Als Hauptdarstellerin brilliert Lisa Gastoni den gesamten Handlungsverlauf über, denn die Rolle der Maddalena scheint ihr präzise auf den Leib geschrieben zu sein - zumindest verschlug es mir bei ihrem Anblick des öfteren die Sprache. Dabei entpuppt sich Maddalena als eine unzufriedene sowie dekadente Frau aus der Oberschicht, die mit ihrem enthemmten Sexualverhalten die gefühlte Drögheit aus ihrem momentanen Leben verbannen möchte. Doch nachdem sie dem namenlosen Priester erstmals tief in die demutsvollen Augen blickte, bestimmte plötzlich ein abgrundtiefes Schamgefühl ihr Empfinden, so dass sie am Sinn ihres ausschweifenden Lebenswandels zu zweifeln beginnt - denn die sexuelle Befriedigung des ständigen Frivolseins führt nicht unbedingt zur inneren Zufriedenheit. Geblendet von der ausstrahlenden Demut des namenlosen Priesters sieht Maddalena plötzlich ihre Chance gekommen, um gemeinsam mit diesem einen neuen Lebenssinn zu finden. Ihre bisherige Ehe führte sie nämlich mit einem machtbesessen Egoisten, der sie ausschließlich zu einem Sexualobjekt degradierte. Doch letztlich kann ihr das Priester das auch nicht geben, was sie sich von ihm so eindringlich erhofft hatte, nämlich eine Liebe, die sie von ihrem inneren Verdruss endgültig erlöst. Dennoch gerät auch der Priester in eine persönliche Krise, da er beim Anblick der bezaubernden Maddalena von deren Reizüberflutung ständig von seinen unter Verschluss gehaltenen Gefühlen übermannt wird. Letztendlich wird die Handlung des Films von den folgenden Schlagwörtern bestimmt: Existenzielle Zweifel, Einsamkeit, Unzufriedenheit, die Überwindung innerer Begierden und Abhängigkeiten sowie das tiefe Verlangen nach erlösender Liebe.

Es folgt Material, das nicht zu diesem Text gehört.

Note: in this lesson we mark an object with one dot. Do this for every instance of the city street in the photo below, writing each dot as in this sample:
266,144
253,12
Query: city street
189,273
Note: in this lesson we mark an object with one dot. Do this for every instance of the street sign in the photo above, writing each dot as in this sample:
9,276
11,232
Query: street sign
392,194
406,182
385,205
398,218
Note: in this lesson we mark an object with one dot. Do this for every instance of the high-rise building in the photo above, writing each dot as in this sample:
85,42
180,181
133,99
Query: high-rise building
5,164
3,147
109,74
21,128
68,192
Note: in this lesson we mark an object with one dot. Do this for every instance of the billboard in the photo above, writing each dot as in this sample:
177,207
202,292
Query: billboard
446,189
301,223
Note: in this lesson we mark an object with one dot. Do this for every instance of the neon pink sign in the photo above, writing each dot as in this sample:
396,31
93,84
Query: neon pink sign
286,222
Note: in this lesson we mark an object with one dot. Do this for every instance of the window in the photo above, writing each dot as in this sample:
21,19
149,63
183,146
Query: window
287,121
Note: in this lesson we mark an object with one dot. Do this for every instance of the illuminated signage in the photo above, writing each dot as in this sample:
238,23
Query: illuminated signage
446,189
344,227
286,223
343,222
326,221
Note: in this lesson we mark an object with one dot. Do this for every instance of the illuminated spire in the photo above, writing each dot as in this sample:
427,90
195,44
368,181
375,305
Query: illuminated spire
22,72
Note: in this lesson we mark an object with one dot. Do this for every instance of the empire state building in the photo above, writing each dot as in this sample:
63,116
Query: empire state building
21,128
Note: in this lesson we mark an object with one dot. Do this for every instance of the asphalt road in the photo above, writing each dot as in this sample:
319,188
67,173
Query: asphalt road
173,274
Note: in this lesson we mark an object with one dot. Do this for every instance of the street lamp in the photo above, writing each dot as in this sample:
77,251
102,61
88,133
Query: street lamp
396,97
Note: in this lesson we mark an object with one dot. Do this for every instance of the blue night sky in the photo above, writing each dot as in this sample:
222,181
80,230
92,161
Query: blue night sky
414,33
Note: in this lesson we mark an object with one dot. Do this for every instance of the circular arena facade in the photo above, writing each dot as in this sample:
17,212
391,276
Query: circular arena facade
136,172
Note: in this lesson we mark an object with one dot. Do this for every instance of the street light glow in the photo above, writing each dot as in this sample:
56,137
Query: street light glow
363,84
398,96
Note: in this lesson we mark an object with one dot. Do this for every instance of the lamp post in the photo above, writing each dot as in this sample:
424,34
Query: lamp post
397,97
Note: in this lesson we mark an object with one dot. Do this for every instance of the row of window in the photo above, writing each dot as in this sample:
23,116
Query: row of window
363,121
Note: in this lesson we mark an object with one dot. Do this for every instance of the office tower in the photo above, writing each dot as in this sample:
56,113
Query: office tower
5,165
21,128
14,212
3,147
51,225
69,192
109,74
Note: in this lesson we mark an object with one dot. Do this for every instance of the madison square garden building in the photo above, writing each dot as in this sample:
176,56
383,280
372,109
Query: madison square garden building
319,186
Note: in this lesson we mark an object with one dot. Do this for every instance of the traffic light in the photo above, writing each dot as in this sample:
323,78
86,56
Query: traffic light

Eine weitere Besonderheit der Hauptprotagonistin besteht darin, dass diese ständig während einer Art von Tagträumen auf ihre Doppelgängerin trifft, die aber im Gegensatz zu ihrer schwarzen Naturhaarfrisur eine blonde Perücke auf dem Haupte trägt. Unklar bleibt, ob es sich hierbei um Visionen handelt, die entweder aus ihrer Vergangenheit stammen oder zukünftig erst eintreten werden - oder beides. Zudem verwendet der Film nicht nur zahlreiche religiöse Symbole, sondern versinnbildlicht in kurzen Szenen auch biblische Ereignisse wie beispielsweise die Fußwaschsalbung von Maria Magdalena, der Bau der Arche Noah oder das Fischen mit einem Netz. Ein weiteres Highlight stellt die wunderschöne Filmmusik von Maestro Morricone dar, die im Gegensatz zum Film durch 'Chi Mai' und 'Come Maddalena' zum absoluten Welterfolg wurde.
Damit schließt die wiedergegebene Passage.